Using the methodology for cognitive testing of translations in multiple languages (Pan et al, 2007), this study aims to assess if the multilingual brochures are able to successfully convey the key messages about the ACS in target languages and to effectively encourage survey participation from non-English-speaking populations. Specific research goals were targeted at how non-English-speaking respondents handled the mail packages which contained the multilingual brochure, how they interpreted the messages contained in the multilingual brochure, and whether the translation successfully conveyed the key messages in the target language.

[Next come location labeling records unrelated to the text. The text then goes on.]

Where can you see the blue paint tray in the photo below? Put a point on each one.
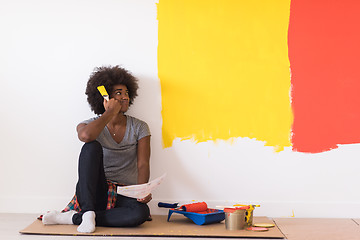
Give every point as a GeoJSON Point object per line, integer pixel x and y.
{"type": "Point", "coordinates": [212, 216]}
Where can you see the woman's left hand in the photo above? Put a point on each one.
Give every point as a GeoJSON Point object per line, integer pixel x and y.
{"type": "Point", "coordinates": [145, 199]}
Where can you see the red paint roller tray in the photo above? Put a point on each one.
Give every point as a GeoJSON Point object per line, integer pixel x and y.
{"type": "Point", "coordinates": [199, 213]}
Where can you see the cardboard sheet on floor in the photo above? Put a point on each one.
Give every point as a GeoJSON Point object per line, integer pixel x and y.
{"type": "Point", "coordinates": [319, 228]}
{"type": "Point", "coordinates": [179, 226]}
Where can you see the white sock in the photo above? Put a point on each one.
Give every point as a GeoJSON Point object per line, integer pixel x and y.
{"type": "Point", "coordinates": [56, 217]}
{"type": "Point", "coordinates": [88, 222]}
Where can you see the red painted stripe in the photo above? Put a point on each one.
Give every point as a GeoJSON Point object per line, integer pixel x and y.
{"type": "Point", "coordinates": [324, 52]}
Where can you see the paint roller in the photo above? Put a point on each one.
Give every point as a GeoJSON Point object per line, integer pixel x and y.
{"type": "Point", "coordinates": [192, 207]}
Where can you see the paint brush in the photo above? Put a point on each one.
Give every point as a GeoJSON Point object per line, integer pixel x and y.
{"type": "Point", "coordinates": [103, 92]}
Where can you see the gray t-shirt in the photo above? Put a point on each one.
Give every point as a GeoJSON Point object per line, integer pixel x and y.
{"type": "Point", "coordinates": [120, 159]}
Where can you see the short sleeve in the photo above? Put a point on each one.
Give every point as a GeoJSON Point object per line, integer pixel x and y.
{"type": "Point", "coordinates": [143, 130]}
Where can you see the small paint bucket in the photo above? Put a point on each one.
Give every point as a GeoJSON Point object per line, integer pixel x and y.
{"type": "Point", "coordinates": [249, 217]}
{"type": "Point", "coordinates": [235, 218]}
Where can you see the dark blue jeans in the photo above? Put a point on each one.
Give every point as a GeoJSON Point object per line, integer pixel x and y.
{"type": "Point", "coordinates": [91, 192]}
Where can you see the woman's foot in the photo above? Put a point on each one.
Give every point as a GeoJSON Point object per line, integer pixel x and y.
{"type": "Point", "coordinates": [88, 222]}
{"type": "Point", "coordinates": [56, 217]}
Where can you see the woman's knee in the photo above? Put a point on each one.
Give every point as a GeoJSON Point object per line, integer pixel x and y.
{"type": "Point", "coordinates": [91, 150]}
{"type": "Point", "coordinates": [139, 216]}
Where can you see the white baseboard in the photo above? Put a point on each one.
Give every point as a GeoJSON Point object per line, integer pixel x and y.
{"type": "Point", "coordinates": [26, 204]}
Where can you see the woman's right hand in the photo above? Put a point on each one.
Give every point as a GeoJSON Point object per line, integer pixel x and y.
{"type": "Point", "coordinates": [113, 105]}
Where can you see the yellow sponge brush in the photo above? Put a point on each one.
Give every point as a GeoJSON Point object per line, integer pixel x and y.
{"type": "Point", "coordinates": [103, 92]}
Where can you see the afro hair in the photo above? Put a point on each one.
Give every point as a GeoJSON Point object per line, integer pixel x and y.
{"type": "Point", "coordinates": [109, 77]}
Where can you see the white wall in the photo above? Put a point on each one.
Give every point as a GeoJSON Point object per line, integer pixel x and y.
{"type": "Point", "coordinates": [47, 51]}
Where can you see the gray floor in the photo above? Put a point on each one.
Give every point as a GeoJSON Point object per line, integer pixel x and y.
{"type": "Point", "coordinates": [11, 224]}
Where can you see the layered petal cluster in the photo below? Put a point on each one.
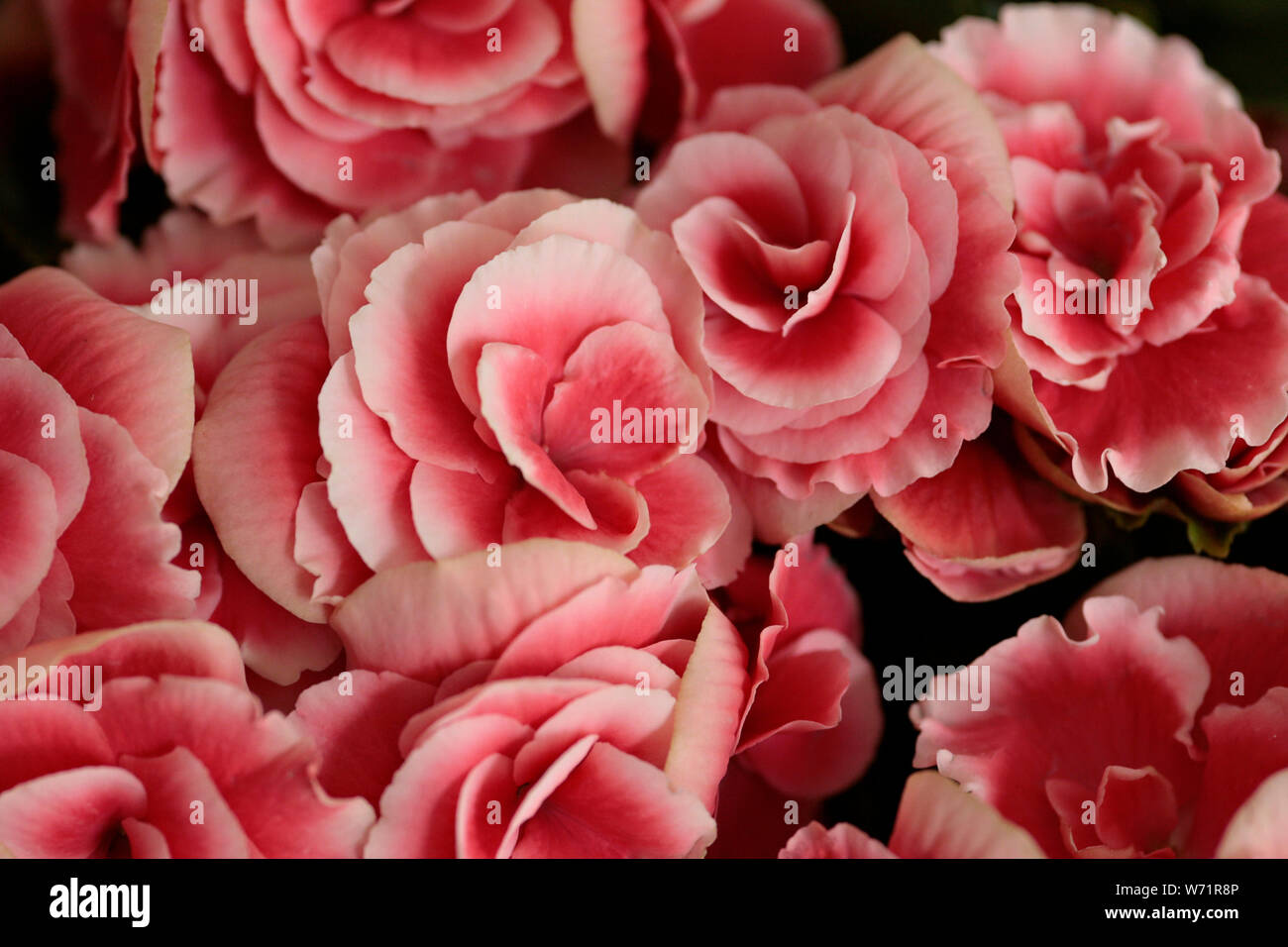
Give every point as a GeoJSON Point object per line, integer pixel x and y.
{"type": "Point", "coordinates": [851, 244]}
{"type": "Point", "coordinates": [548, 698]}
{"type": "Point", "coordinates": [1150, 342]}
{"type": "Point", "coordinates": [158, 751]}
{"type": "Point", "coordinates": [1153, 723]}
{"type": "Point", "coordinates": [288, 111]}
{"type": "Point", "coordinates": [473, 381]}
{"type": "Point", "coordinates": [184, 264]}
{"type": "Point", "coordinates": [987, 526]}
{"type": "Point", "coordinates": [935, 819]}
{"type": "Point", "coordinates": [95, 429]}
{"type": "Point", "coordinates": [812, 716]}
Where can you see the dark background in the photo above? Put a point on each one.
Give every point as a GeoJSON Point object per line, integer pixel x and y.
{"type": "Point", "coordinates": [903, 615]}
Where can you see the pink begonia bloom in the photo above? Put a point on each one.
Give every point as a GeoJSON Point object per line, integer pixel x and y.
{"type": "Point", "coordinates": [851, 243]}
{"type": "Point", "coordinates": [468, 384]}
{"type": "Point", "coordinates": [812, 719]}
{"type": "Point", "coordinates": [1150, 724]}
{"type": "Point", "coordinates": [1137, 172]}
{"type": "Point", "coordinates": [95, 429]}
{"type": "Point", "coordinates": [159, 751]}
{"type": "Point", "coordinates": [290, 111]}
{"type": "Point", "coordinates": [546, 698]}
{"type": "Point", "coordinates": [277, 289]}
{"type": "Point", "coordinates": [935, 819]}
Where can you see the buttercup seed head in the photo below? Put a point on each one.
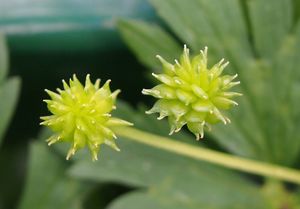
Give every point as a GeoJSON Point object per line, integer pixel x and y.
{"type": "Point", "coordinates": [81, 115]}
{"type": "Point", "coordinates": [191, 94]}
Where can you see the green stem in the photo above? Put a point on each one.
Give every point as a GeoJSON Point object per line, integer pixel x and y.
{"type": "Point", "coordinates": [200, 153]}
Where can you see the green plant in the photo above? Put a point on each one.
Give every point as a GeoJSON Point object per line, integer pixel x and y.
{"type": "Point", "coordinates": [261, 39]}
{"type": "Point", "coordinates": [81, 115]}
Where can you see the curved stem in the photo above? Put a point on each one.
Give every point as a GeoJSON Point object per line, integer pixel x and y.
{"type": "Point", "coordinates": [207, 155]}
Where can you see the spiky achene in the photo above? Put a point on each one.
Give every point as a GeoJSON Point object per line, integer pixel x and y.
{"type": "Point", "coordinates": [81, 115]}
{"type": "Point", "coordinates": [192, 94]}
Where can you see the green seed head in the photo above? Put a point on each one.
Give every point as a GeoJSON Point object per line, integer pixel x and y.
{"type": "Point", "coordinates": [191, 94]}
{"type": "Point", "coordinates": [81, 115]}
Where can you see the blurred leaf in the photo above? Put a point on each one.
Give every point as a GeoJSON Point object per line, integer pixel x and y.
{"type": "Point", "coordinates": [271, 21]}
{"type": "Point", "coordinates": [167, 177]}
{"type": "Point", "coordinates": [135, 200]}
{"type": "Point", "coordinates": [9, 92]}
{"type": "Point", "coordinates": [265, 76]}
{"type": "Point", "coordinates": [47, 187]}
{"type": "Point", "coordinates": [3, 58]}
{"type": "Point", "coordinates": [170, 177]}
{"type": "Point", "coordinates": [219, 36]}
{"type": "Point", "coordinates": [148, 38]}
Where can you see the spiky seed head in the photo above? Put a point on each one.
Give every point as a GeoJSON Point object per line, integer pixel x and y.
{"type": "Point", "coordinates": [81, 115]}
{"type": "Point", "coordinates": [192, 94]}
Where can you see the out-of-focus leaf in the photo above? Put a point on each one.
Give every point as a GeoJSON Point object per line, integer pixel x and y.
{"type": "Point", "coordinates": [3, 58]}
{"type": "Point", "coordinates": [9, 92]}
{"type": "Point", "coordinates": [271, 21]}
{"type": "Point", "coordinates": [148, 38]}
{"type": "Point", "coordinates": [224, 39]}
{"type": "Point", "coordinates": [167, 175]}
{"type": "Point", "coordinates": [135, 200]}
{"type": "Point", "coordinates": [284, 133]}
{"type": "Point", "coordinates": [47, 186]}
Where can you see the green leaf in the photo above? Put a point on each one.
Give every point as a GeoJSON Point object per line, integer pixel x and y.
{"type": "Point", "coordinates": [135, 200]}
{"type": "Point", "coordinates": [166, 176]}
{"type": "Point", "coordinates": [271, 21]}
{"type": "Point", "coordinates": [47, 186]}
{"type": "Point", "coordinates": [3, 58]}
{"type": "Point", "coordinates": [9, 92]}
{"type": "Point", "coordinates": [169, 176]}
{"type": "Point", "coordinates": [146, 40]}
{"type": "Point", "coordinates": [244, 139]}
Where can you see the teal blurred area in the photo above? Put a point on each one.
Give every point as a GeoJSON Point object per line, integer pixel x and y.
{"type": "Point", "coordinates": [67, 25]}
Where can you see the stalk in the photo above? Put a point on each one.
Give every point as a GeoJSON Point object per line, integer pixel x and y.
{"type": "Point", "coordinates": [211, 156]}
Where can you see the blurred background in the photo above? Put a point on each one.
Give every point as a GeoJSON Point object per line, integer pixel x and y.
{"type": "Point", "coordinates": [45, 41]}
{"type": "Point", "coordinates": [48, 41]}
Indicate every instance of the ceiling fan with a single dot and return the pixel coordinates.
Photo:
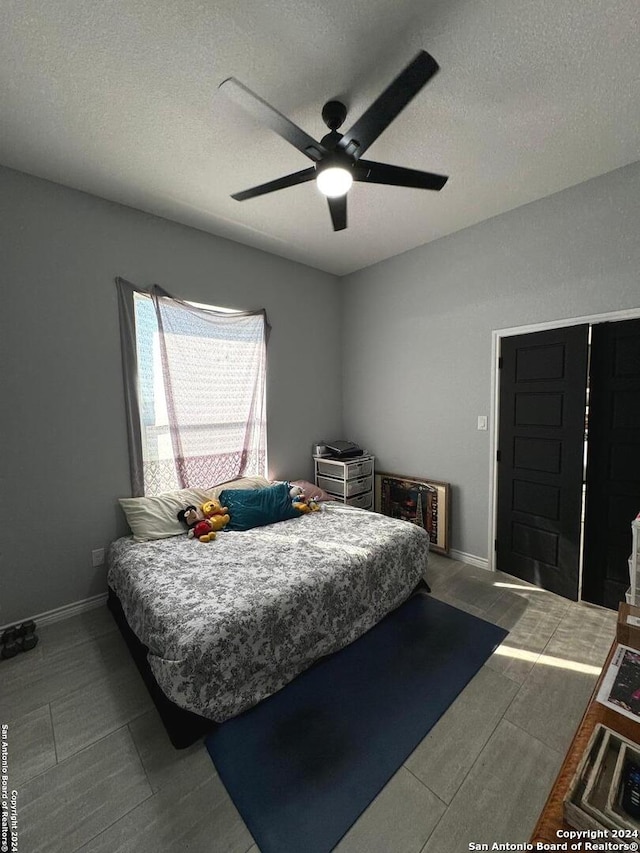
(337, 157)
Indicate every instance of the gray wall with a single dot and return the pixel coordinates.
(62, 429)
(417, 334)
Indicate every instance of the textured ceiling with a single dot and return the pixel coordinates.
(119, 99)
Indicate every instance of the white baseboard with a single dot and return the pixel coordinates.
(480, 562)
(63, 612)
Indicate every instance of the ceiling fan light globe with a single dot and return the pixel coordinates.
(334, 181)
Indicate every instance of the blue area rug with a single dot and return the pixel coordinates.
(304, 764)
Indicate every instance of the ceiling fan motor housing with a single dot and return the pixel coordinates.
(333, 114)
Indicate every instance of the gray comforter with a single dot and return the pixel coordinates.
(230, 622)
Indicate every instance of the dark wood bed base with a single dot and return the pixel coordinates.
(183, 727)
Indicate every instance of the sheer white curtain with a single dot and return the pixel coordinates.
(195, 388)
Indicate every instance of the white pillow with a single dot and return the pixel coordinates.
(155, 517)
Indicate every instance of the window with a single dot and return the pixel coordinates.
(196, 392)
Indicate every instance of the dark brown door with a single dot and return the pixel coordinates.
(543, 383)
(613, 462)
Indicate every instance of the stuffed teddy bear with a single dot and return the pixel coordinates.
(199, 527)
(217, 515)
(300, 501)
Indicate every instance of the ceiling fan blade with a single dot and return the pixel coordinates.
(278, 184)
(389, 104)
(338, 211)
(398, 176)
(267, 115)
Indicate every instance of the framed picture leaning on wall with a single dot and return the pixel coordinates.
(422, 502)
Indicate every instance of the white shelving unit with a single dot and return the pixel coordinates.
(634, 559)
(348, 480)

Findings from this project show that respondents of the four target language groups reacted positively to the multilingual brochure. Thus providing survey messages and information in target languages is an effective way to communicate the legal requirements and importance of the ACS to non-English-speaking populations. It is also a crucial step in reaching the linguistically isolated households in order to encourage them to participate in the ACS. However it is of paramount importance to ensure that the translation of survey messages is adequate and appropriate at the pragmatic level. That is, the translation should convey survey messages and information in clear and comprehensible language and in a culturally appropriate manner so that the target populations can be receptive to the messages contained in survey documents.